De même, Louis le Pieux accorde en 825 aux marchands juifs Donat, Samuel, Abraham de Saragosse, David Davitis et Joseph de Lyon protection de leur vie et de leurs biens, liberté de commercer, liberté religieuse[27],[28]. Les chartes octroyées[29] s'inspirent de celles accordées par Charlemagne (mais dont on a perdu la trace)[30]. Ces chartes — accordées à la demande des marchands juifs — les placent directement sous la protection de l'empereur (ce sont des hommes de l'empereur)[28] mais ne leur donnent pas le droit de posséder de propriété immobilière ; en effet, la très grande aisance des marchands radhanites leur aurait permis d'accaparer les terres et les bâtiments[31]. Mais ce fait est néanmoins contesté par plusieurs auteurs, notamment Esther Benbassa : « Tous les Juifs ne partagent cependant pas cette opulence : la plupart d'entre eux sont vignerons ou agriculteurs dans les vallées du Rhône et de la Saône[32]. »

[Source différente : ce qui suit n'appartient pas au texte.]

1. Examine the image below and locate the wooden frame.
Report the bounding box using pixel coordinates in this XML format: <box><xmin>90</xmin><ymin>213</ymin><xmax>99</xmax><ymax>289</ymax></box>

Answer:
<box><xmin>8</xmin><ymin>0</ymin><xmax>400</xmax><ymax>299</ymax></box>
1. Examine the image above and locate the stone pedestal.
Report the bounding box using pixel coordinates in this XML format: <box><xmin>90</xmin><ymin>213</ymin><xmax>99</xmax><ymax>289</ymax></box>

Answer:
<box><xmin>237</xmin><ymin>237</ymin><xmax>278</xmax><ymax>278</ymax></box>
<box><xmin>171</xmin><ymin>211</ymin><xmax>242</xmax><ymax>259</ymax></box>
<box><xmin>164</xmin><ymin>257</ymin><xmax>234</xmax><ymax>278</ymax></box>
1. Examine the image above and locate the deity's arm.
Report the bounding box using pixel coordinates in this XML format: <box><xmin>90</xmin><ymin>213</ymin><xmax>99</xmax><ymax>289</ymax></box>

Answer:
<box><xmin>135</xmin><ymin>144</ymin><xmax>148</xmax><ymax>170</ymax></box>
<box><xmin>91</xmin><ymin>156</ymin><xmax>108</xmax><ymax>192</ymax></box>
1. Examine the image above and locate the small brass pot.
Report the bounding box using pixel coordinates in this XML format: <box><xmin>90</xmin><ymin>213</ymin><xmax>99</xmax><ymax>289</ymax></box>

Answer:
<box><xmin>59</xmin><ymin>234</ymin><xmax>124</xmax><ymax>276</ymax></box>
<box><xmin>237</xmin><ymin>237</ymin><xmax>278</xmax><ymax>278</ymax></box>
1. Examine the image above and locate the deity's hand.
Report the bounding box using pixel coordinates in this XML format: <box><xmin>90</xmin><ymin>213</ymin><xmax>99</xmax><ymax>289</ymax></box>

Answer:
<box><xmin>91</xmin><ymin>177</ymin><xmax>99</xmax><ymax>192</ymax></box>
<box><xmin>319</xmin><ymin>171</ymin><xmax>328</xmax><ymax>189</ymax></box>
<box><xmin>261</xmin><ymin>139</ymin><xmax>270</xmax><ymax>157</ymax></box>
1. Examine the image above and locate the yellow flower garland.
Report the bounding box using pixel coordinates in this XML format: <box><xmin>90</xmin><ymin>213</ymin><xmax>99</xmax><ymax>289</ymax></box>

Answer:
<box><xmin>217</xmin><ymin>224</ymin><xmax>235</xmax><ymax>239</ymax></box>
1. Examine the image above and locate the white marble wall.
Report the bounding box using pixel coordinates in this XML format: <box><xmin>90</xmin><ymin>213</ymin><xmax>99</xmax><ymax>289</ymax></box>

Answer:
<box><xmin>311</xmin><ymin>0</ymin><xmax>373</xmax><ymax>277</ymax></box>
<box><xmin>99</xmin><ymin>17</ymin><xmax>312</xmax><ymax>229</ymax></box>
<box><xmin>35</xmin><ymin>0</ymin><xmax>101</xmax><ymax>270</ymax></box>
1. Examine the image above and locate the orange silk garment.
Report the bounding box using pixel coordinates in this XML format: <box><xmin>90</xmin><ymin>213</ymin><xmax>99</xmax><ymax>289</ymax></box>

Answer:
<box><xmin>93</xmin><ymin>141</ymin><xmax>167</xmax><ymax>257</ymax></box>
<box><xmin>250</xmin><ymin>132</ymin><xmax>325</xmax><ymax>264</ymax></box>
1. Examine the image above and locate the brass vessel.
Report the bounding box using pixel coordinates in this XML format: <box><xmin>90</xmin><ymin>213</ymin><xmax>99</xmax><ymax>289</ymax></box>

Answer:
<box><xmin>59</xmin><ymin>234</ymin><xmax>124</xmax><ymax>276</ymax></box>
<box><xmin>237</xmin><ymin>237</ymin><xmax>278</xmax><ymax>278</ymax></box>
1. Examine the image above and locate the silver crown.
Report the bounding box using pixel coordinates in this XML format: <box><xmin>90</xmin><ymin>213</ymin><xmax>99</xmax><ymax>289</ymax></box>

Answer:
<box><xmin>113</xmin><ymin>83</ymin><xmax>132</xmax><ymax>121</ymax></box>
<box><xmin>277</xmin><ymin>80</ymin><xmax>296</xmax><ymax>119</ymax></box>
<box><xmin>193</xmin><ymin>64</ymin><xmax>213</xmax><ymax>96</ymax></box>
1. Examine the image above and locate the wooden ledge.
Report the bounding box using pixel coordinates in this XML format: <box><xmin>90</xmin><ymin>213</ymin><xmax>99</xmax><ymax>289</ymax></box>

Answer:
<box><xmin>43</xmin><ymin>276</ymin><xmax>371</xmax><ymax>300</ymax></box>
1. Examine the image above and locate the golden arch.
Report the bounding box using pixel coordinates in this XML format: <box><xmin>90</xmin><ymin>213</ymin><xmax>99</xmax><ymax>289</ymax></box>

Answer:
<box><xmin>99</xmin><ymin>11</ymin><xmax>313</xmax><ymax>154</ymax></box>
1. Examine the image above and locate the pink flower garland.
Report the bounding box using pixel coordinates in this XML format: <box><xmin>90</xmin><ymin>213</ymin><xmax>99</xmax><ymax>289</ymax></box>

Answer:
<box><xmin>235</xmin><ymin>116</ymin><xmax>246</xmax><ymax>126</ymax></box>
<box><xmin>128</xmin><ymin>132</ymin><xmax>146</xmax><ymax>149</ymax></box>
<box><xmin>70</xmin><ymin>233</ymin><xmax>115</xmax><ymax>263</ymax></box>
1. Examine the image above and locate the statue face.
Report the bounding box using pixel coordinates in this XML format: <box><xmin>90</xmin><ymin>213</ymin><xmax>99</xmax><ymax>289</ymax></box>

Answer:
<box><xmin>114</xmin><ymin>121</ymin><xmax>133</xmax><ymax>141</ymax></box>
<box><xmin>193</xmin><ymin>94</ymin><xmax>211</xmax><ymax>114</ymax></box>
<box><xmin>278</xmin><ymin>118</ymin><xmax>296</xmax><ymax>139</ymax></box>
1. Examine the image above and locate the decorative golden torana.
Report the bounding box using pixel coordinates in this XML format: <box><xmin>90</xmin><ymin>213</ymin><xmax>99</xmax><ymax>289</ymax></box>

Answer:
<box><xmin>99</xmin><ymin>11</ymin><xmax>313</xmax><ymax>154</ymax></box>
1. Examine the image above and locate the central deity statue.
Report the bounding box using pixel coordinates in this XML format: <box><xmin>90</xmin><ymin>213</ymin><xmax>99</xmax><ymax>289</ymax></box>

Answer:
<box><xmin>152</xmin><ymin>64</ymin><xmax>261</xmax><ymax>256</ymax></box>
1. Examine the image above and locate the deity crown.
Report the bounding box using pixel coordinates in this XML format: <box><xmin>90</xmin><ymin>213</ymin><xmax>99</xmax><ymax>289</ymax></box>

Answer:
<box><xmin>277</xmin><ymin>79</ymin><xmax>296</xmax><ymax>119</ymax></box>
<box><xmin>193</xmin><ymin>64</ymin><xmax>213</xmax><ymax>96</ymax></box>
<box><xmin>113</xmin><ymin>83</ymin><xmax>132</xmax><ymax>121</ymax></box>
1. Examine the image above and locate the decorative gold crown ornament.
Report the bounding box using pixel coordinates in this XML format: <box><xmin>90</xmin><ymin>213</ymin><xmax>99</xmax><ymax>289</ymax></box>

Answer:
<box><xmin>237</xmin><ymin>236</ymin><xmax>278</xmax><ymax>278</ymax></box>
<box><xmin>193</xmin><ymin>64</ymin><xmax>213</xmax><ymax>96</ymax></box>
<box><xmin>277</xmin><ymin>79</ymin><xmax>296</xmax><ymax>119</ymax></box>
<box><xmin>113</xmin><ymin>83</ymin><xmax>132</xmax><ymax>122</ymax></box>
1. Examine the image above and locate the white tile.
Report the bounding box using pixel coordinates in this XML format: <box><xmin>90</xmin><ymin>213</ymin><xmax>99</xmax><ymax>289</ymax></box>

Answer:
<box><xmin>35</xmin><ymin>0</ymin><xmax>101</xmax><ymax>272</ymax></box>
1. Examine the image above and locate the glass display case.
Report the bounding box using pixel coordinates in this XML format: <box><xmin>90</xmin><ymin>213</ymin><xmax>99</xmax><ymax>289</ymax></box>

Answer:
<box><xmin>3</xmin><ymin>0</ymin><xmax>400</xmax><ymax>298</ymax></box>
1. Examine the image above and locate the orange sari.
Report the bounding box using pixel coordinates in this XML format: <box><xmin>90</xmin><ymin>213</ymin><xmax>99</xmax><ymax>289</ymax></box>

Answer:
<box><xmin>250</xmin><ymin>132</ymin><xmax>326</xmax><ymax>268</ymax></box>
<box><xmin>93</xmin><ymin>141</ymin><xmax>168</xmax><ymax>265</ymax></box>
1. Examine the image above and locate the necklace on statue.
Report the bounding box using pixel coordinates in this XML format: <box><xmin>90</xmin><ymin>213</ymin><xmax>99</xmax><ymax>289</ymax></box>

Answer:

Rôle essentiel au Haut Moyen Âge

Charlemagne auprès d'Haroun al-Rachid, calife de Bagdad. Cette délégation aurait été conduite par un marchand radhanite et deux nobles. Hârûn ar-Rachid reçoit une délégation de Charlemagne, Julius Köckert, 1864, huile sur toile, Maximilianeum Foundation, Munich
Charlemagne auprès du calife de Bagdad. Cette délégation aurait été conduite par un marchand radhanite et deux nobles. Hârûn ar-Rachid reçoit une délégation de Charlemagne, Julius Köckert, 1864, Maximilianeum Foundation, Munich

Durant le Haut Moyen Âge, les États islamiques du Moyen-Orient et d'Afrique du Nord et les royaumes chrétiens d'Europe interdisaient souvent aux marchands de l'autre camp d'entrer dans leurs ports[33]. Les corsaires des deux bords attaquaient à loisir les bateaux adverses. Les Radhanites servirent d'intermédiaires neutres, permettant aux grandes voies de communication et de commerce entre les territoires de l'ancien empire romain et l'Extrême-Orient de rester ouvertes.

Étant les seuls à voyager entre l'Occident et le monde musulman, les Radhanites jouèrent également un rôle politique. Ainsi, lorsque Charlemagne chercha l'appui du calife de Bagdad, Haroun al-Rachid contre les émirs omeyyades de Cordoue, il se servit d'un marchand Radhanite de Narbonne nommé Isaac. Il l'envoya avec deux nobles en ambassade auprès du calife. Les deux nobles moururent au cours du voyage et Isaac revint seul à Aix-la-Chapelle, cinq ans après, avec de nombreux cadeaux parmi lesquels un éléphant[15].

Les Radhanites, voyageant entre différentes parties du monde, contribuèrent à diffuser les connaissances. Ainsi, ils apportèrent de Chine plusieurs techniques aux IXe et Xe siècles : parmi elles, le collier d'épaule permit de mieux utiliser la force des chevaux et joua un rôle dans l'essor économique et culturel que connut la France aux XIe et XIIe siècles[34].

Les Arabes acquirent la technique chinoise du papier par des prisonniers de guerre capturés à la bataille de Talas et la perfectionnèrent[35]. Certains experts estiment que des marchands juifs tels que les Radhanites jouèrent un rôle décisif dans l'arrivée du papier en Occident quelques siècles plus tard[36].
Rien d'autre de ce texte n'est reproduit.